Sometimes things don’t fit. It’s taken me twenty-some years to realize that’s a good thing.
When I was in graduate school in French at the University of Virginia, I had a part-time job at Alderman Library’s Electronic Text Center (RIP). One summer I had the opportunity to edit, transcribe, and annotate a collection of letters written during the American Civil War from twin brothers serving in the Confederate army to their cousin. You can still view the work I did with my colleague, Lisa Spiro, here.
I became obsessed with the American Civil War. I was working on a PhD in French at the time but for one summer I lived and breathed and read and wrote about regiments, skirmishes and dysentery, and I spent hours deciphering spidery handwriting and pouring over faded black and white photographs.
That should have been my first clue that I was not going to be able to devote my life to French only.
But that’s exactly what I had done up until I quit a tenure-track job in 2006. I majored in French in college (with a minor in English). Completed a Masters in French and then a PhD, concentrating in 19th-century French literature. I loved the beefy novels of Balzac and Stendhal and Zola. I loved the creepy tales of Gautier and Nodier. My own tales and novels were unwritten–titles on the shelf of Morpheus’s library, periodically dusted by the tall Lucien. By the time I was reading Neil Gaiman’s epic Sandman series I had convinced myself that I would be content studying other people’s stories. I dreamed about my own, occasionally, and I imagined Lucien cataloging them dutifully. There would be time later to consider those shelves. First there was a dissertation to write and a job to get and then tenure and then–
I was interviewing for a job with a decent university in the northeast. It was clear within the first five minutes that this was not a good match. One of the interviewers didn’t like me. I don’t know why. He was more interested in talking about the neat projects he had piloted in his department. His colleague looked down at his lap a lot. Finally, after about ten minutes, the self-absorbed interviewer finally asked me a question.
“We talked to a candidate earlier today who had the most interesting life story. Before coming to French she spent many years studying math and physics and has made some notable discoveries. Have you done anything like that? Is there anything unusual in your background?”
I looked at him. It didn’t occur to me to talk about my Civil War obsession or my one-time love of creative writing. I thought, “I spent my whole adult life preparing for this one profession. I have the degrees, the teaching experience, the publications.
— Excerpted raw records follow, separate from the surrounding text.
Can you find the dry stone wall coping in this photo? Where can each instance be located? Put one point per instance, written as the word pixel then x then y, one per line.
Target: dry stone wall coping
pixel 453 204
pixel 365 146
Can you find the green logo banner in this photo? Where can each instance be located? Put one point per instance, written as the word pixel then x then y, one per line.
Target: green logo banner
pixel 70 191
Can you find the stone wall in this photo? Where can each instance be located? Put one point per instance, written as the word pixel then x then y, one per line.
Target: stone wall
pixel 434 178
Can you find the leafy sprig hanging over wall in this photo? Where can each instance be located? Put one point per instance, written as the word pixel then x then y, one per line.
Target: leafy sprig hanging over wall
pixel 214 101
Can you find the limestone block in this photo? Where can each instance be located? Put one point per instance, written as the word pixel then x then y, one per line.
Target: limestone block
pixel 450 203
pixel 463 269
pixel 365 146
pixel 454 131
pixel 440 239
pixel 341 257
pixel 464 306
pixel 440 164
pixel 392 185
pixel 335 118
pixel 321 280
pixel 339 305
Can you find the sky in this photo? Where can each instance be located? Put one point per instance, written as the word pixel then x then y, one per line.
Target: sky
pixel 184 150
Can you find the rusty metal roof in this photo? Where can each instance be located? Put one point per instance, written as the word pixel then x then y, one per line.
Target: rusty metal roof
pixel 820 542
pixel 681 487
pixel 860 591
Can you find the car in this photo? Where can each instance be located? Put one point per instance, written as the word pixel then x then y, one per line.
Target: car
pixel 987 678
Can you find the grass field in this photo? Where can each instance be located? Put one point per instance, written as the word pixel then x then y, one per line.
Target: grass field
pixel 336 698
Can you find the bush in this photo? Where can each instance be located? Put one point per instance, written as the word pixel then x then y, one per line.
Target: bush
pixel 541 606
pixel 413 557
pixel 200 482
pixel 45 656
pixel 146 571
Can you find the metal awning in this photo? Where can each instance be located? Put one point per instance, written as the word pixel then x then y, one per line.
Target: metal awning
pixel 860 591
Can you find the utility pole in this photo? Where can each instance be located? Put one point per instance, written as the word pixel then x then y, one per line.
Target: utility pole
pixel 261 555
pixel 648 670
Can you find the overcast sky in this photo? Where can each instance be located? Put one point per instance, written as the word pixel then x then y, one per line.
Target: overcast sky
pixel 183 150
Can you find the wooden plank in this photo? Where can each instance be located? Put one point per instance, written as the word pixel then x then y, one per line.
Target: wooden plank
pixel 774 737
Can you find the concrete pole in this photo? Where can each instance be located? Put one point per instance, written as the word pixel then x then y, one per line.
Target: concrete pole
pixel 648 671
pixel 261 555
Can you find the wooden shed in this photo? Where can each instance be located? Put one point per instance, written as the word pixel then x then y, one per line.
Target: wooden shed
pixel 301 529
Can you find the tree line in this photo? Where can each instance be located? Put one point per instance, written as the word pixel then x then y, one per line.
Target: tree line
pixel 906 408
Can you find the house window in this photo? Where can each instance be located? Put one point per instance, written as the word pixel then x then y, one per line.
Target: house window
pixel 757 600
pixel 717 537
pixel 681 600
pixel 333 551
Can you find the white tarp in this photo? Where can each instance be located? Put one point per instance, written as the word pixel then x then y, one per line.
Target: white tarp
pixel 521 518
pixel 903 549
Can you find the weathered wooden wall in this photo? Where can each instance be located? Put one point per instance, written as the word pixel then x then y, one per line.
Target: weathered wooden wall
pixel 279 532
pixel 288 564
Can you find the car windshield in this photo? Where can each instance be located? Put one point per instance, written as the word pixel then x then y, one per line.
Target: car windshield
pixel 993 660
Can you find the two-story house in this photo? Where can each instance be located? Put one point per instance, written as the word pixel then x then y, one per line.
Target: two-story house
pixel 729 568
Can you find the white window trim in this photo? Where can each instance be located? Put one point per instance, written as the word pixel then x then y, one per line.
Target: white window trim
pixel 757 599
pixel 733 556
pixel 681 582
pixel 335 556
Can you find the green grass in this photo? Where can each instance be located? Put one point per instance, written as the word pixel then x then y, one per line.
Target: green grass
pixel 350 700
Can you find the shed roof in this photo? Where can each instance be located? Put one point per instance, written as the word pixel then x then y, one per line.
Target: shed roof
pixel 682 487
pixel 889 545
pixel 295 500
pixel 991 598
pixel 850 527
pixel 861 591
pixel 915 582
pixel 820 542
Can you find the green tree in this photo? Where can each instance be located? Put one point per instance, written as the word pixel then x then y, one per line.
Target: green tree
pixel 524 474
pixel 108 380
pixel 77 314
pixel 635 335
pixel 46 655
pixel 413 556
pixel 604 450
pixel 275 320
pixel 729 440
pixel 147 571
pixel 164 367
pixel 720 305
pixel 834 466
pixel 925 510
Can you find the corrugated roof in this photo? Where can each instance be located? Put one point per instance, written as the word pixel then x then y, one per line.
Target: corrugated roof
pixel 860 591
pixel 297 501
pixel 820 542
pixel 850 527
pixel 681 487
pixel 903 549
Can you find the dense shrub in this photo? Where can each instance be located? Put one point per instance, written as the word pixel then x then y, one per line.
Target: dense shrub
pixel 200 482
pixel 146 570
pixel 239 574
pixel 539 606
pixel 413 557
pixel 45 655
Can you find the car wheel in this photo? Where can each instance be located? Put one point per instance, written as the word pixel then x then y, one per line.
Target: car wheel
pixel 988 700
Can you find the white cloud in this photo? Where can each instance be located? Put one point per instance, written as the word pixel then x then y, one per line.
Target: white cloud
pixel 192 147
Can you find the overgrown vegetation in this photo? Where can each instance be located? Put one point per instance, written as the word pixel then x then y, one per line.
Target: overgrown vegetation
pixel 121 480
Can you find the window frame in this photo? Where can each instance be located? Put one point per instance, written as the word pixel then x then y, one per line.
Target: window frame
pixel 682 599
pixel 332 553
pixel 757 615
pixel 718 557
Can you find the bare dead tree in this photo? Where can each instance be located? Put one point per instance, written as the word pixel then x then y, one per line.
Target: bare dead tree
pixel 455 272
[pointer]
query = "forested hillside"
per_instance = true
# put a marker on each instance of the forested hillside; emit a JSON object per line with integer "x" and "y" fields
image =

And still it’s not enough. I’ve done nothing unusual.”
“No,” I replied.
Needless to say I never heard back from that hiring committee. But the disastrous interview was useful. It planted a thought in my head. People who change careers, do different things, have multiple and diverging obsessions–they are fascinating. That jerk interviewer was on to something. Why do we all need to fit? Why be cohesive? People aren’t cohesive. We change. We grow. We evolve. We devolve. We turn around and walk the other way sometimes.
I did that. Finally, after 10 years of graduate school, 5 years of professorhood, and two years into a tenure-track job, I walked away from it. I followed my husband to his own dream tech job in San Francisco. I became a Stay-at-Home-Mother to my baby daughter.
And then I started writing again.
I started writing fiction for kids. Picture books, short stories, chapter books, Middle Grade.
I also started writing non-fiction for kids. Historical, scientific, biographical–whatever piques my curiosity. Luckily all those years I spent in graduate school taught me a thing or too about research. There I go again trying to make a cohesive picture out of my life.
A good novel for kids is cohesive. All the pieces fit together in some way. The soiled pink doily that slips down into Great Aunt Edith’s couch and gets stuck to her backside so that the dog nips at it and pushes her into the neighbor’s prickly prize-winning rosebushes–that doily means something. It is a catalyst. Boy would I love to find a good catalyst, a compelling conclusion, a cliff-hanger–something to make my life story as cohesive and meaningful as a good novel.
But lives don’t work that way. The pieces of us don’t fit. I used to be a French professor. I now write kidlit. I homeschool my daughter. I launched a free online course about sleep and dreams. I am writing a Middle Grade novel about a girl with a startling physical problem. And I am currently researching and writing an article about the 15th-century heretic Jan Huss.
And I know that someday I’ll get back into my Civil War obsession. I’m living in Virginia again. It’s bound to happen.
Are you looking for a connective thread? I am. Still. Even though I try to hug all the pointy, pokey, jutting out, jagged pieces. If there’s a thread stringing them together, and that’s a big IF, it’s that I love stories. They can be big beefy French novels. They can be Civil War letters. They can be graphic novels. They can be the books I read to my daughter and the books she reads to me. History, fantasy, science fiction, biography, and especially juvenile fiction. I was a prolific story-writer when I was a kid. I like to think now that I’m writing for that kid. Or she’s writing for me.
She didn’t fit much either.
But not-fitting is useful. It helps you see things that you wouldn’t otherwise see. It creates surprising opportunities. And yes, Mr.-Hiring-Committee-Jerk-from-a-Decent-University-in-the-Northeast, it makes things interesting. (Although it does not make for a short and sweet biographical statement.)